Enviro-friendly projects may have funding edge

Anthony Sblendorio, chief executive officer of Ecological Development LLC, at a site in Basking Ridge, NJ, where his company plans to build 12 eco-friendly homes and include some existing agriculture in the development. [Photo: Steven J. Dundas]

As the credit crunch makes it harder than ever to obtain financing from lenders, some real estate players say an environmentally friendly portfolio may offer builders an advantage in securing funds to develop new projects.

That's the theme of a story appearing in today's online edition of NJBIZ.

“In general, financing anything is really difficult, given the credit crunch,” said Robert Politzer, president of Greenstreet Construction Inc., a New York-based builder with a New Jersey office in Princeton. But given the growing popularity of green building, developers who do not have green projects are at a competitive disadvantage, he said. “It would be easier these days to interest a potential funding group, whether a bank or private equity, in building a state-of-the-art green building than a conventional building project.”

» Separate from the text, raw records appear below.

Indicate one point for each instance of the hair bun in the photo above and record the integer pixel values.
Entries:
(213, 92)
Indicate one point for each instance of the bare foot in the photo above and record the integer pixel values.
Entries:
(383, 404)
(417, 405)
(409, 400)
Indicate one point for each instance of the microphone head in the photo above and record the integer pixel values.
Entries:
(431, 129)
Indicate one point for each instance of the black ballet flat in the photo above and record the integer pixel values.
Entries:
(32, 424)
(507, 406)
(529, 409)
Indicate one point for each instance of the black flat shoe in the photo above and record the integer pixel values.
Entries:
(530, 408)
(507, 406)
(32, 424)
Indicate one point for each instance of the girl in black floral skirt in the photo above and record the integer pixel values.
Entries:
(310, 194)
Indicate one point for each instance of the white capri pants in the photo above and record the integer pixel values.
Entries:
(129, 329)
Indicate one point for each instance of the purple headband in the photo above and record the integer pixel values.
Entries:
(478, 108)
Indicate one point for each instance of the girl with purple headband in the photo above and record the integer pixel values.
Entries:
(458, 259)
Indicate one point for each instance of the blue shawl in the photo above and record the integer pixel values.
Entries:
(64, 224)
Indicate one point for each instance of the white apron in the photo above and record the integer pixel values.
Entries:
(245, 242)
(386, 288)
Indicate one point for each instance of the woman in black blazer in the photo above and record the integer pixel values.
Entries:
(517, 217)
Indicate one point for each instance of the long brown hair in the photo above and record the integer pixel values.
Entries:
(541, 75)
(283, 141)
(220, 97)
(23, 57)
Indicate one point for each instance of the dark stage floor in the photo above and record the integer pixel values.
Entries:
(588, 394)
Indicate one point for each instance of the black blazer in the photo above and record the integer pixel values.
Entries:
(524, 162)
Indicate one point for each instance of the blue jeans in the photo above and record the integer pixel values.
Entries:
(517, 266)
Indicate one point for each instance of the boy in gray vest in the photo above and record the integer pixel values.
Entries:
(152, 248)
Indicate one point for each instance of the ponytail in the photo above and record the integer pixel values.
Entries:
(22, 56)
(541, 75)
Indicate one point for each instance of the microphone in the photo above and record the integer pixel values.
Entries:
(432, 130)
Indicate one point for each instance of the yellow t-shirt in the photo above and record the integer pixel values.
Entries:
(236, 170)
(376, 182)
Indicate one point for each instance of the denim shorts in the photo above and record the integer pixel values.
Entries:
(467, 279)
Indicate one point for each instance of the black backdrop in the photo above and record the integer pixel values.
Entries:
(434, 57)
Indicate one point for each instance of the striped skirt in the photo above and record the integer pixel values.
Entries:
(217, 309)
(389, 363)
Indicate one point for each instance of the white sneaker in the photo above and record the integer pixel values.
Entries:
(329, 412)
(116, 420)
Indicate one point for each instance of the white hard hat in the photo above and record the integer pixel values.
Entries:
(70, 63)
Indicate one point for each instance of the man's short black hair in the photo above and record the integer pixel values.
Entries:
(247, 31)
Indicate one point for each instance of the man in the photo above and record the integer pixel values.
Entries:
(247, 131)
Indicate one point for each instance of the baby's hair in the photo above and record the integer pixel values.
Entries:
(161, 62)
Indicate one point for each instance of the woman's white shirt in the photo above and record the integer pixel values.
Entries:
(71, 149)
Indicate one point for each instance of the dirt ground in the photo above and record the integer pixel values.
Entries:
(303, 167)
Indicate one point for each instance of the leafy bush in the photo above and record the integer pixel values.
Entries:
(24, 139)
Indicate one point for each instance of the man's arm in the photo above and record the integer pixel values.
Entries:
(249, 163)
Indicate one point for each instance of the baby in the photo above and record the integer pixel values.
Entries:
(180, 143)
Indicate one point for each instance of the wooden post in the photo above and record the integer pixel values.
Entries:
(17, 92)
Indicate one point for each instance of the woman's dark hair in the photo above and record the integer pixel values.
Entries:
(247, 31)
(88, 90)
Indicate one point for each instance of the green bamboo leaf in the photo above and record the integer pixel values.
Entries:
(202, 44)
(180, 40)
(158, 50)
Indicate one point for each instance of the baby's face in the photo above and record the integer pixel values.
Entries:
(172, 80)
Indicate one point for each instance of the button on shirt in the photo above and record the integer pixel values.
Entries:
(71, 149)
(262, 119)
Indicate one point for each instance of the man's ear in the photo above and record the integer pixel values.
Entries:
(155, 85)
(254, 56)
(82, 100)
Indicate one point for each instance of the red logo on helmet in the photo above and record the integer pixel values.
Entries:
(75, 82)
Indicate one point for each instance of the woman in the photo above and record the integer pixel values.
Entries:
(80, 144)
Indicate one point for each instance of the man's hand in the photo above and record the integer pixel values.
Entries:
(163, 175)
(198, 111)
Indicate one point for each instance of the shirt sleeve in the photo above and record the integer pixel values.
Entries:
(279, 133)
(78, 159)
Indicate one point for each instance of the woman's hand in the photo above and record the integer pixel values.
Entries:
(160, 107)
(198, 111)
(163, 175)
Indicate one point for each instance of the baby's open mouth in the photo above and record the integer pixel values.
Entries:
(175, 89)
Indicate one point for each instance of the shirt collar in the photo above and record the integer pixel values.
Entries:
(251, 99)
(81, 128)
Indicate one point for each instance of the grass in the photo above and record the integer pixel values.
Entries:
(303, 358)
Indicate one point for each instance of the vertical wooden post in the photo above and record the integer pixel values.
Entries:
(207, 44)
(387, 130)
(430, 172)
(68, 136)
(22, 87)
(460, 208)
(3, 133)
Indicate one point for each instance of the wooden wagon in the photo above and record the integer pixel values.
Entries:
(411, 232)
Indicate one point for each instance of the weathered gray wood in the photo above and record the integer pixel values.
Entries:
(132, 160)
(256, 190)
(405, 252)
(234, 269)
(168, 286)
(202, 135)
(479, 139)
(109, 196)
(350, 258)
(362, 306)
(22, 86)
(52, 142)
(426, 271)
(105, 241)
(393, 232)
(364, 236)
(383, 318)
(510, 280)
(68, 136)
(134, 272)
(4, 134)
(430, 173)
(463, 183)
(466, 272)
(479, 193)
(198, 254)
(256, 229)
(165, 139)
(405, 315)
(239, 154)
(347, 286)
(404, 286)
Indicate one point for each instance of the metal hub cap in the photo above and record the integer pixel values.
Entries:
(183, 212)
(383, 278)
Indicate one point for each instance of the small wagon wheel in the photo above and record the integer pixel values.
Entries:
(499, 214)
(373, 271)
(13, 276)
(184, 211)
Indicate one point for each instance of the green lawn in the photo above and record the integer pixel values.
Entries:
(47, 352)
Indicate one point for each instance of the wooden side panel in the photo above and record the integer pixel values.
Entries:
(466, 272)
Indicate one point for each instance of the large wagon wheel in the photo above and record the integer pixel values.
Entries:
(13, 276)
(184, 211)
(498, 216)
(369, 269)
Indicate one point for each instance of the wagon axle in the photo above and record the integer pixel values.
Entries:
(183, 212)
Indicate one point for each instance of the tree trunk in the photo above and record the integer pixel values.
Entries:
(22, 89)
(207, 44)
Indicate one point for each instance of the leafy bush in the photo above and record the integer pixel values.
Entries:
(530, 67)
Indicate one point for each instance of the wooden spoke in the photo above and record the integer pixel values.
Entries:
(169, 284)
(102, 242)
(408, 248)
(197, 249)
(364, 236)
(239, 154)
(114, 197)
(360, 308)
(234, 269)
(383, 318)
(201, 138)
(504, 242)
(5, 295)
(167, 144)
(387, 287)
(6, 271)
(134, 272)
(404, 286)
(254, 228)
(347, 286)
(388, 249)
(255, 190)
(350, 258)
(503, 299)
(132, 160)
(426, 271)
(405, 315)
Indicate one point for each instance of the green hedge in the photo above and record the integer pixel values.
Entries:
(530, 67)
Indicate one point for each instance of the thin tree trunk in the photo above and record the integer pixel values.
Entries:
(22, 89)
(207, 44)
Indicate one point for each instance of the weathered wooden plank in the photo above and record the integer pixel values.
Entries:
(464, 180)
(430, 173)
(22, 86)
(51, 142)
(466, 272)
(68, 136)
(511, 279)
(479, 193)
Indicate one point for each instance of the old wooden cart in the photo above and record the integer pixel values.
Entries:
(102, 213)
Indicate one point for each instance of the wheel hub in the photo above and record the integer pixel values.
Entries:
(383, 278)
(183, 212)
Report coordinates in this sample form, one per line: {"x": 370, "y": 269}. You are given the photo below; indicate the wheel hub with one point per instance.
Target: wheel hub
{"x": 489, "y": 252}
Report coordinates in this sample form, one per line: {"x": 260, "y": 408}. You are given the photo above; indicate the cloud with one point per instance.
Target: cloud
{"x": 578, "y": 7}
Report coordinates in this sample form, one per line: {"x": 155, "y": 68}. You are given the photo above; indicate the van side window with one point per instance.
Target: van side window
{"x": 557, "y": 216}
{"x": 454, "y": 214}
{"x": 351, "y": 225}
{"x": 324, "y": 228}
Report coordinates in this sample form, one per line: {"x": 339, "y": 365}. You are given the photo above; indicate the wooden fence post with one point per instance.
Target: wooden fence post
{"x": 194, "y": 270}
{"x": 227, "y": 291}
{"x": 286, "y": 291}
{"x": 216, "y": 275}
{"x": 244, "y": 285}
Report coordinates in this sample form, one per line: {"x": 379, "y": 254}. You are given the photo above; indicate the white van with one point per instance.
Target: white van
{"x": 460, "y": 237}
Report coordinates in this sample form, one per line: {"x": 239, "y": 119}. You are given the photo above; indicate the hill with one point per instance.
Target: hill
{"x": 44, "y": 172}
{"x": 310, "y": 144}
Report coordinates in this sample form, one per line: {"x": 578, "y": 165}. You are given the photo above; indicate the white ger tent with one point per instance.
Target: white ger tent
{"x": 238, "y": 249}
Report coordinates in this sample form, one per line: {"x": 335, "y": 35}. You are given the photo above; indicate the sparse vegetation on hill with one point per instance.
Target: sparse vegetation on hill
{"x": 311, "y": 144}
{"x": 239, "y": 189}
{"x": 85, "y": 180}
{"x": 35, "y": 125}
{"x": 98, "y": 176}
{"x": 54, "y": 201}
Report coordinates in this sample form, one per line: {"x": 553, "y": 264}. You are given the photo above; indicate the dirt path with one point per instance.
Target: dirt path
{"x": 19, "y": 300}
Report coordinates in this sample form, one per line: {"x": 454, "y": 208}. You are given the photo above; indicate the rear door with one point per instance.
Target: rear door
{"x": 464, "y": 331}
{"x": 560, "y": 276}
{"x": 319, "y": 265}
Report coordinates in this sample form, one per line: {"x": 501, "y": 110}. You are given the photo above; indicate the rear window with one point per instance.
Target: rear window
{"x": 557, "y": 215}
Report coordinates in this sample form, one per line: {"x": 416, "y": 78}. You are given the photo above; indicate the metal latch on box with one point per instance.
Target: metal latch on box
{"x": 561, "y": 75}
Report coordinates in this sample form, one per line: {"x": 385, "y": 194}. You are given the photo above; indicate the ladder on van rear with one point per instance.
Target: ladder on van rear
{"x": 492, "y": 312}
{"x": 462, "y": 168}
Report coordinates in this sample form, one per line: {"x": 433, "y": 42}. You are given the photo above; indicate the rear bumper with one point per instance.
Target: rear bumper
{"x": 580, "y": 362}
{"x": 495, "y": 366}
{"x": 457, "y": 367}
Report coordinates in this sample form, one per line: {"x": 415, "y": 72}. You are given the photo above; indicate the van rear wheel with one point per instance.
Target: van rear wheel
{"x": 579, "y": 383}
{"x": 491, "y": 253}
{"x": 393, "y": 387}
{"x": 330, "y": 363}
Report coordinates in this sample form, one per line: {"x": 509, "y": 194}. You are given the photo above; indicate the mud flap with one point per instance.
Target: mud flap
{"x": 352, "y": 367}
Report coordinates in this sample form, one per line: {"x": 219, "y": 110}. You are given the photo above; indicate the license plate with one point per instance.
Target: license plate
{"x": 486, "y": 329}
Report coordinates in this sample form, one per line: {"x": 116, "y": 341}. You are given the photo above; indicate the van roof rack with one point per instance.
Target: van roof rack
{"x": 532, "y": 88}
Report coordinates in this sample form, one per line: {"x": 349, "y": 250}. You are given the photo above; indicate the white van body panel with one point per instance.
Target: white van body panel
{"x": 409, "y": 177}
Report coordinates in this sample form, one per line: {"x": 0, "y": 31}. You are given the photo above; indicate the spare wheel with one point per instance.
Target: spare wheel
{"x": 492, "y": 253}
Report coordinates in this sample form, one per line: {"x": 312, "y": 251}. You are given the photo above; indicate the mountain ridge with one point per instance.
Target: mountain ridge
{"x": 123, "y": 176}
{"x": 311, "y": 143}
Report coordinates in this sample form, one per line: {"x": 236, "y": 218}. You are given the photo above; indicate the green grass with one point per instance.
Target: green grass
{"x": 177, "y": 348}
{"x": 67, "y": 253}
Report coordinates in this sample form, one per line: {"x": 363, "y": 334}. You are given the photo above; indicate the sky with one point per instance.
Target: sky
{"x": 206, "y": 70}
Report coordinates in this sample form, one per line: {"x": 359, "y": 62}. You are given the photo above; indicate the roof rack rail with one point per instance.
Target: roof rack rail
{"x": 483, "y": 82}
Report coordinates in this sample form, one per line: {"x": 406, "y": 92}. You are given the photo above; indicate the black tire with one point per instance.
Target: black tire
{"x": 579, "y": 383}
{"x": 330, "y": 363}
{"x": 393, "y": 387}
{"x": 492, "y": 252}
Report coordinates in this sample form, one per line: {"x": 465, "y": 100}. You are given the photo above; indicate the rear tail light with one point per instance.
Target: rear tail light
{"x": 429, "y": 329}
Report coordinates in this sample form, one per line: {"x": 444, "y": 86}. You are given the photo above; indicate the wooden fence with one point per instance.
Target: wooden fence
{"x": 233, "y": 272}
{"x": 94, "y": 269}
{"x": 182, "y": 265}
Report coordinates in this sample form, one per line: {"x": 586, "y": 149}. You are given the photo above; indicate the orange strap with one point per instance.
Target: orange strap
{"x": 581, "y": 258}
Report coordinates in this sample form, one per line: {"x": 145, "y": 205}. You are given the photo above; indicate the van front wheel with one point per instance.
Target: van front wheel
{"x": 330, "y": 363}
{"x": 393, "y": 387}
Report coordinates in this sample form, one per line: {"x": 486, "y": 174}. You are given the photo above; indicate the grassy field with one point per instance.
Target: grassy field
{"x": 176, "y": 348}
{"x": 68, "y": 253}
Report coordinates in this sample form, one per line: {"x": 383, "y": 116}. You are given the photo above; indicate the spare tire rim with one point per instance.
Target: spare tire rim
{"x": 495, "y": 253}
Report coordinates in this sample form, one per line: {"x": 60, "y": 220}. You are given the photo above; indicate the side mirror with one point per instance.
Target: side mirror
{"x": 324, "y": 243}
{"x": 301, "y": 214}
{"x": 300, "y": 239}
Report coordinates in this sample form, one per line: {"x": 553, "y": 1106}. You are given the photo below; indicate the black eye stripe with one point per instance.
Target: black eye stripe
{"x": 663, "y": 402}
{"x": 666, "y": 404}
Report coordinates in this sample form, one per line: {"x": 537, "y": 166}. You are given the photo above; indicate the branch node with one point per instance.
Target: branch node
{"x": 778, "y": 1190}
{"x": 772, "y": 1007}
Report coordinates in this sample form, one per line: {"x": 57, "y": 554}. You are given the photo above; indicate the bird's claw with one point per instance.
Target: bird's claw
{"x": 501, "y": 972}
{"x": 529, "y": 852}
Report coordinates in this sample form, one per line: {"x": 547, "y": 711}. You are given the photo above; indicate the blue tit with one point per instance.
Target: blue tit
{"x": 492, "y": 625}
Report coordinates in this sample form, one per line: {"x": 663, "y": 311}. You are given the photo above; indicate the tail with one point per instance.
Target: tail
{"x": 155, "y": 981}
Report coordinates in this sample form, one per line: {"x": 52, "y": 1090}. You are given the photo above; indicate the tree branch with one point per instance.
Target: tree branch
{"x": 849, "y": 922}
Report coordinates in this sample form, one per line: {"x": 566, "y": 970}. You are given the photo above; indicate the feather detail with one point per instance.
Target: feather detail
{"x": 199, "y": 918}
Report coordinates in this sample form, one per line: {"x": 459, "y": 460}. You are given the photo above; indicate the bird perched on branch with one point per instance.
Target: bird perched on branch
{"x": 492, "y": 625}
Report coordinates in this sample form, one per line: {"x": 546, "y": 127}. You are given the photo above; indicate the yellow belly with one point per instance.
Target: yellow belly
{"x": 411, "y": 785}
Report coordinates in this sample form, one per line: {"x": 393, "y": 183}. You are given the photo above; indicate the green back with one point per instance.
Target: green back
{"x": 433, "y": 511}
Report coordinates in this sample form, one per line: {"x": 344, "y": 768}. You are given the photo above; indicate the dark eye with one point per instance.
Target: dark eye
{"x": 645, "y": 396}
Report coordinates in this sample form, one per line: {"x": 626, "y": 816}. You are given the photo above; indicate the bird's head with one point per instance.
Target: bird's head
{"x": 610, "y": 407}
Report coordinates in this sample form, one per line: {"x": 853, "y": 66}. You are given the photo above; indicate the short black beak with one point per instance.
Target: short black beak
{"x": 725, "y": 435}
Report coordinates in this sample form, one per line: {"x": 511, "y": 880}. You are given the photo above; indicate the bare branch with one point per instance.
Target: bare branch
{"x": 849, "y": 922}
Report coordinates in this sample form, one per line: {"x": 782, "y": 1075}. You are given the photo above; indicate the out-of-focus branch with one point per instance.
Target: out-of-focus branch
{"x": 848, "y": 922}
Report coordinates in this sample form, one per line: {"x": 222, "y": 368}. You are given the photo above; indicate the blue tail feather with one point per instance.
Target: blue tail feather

Because of the benefits of green building, such as energy efficiency and reduced operating and maintenance costs, “you’re going to see increased tenant demand,” said Jim Lutz, senior vice president of development at Liberty Property Trust, a Malvern, Pa.-based commercial real estate developer that recently completed its first LEED-certified New Jersey project in Mount Laurel. LEED, short for Leadership in Energy and Environmental Design, establishes criteria for the design, construction and operation of sustainable buildings under the U.S. Green Building Council.

Higher demand means higher occupancy rates at green buildings as compared to conventional buildings, so “a lender who’s concerned with making sure that the loan gets paid back is going to see it as a less-risky investment,” Lutz said.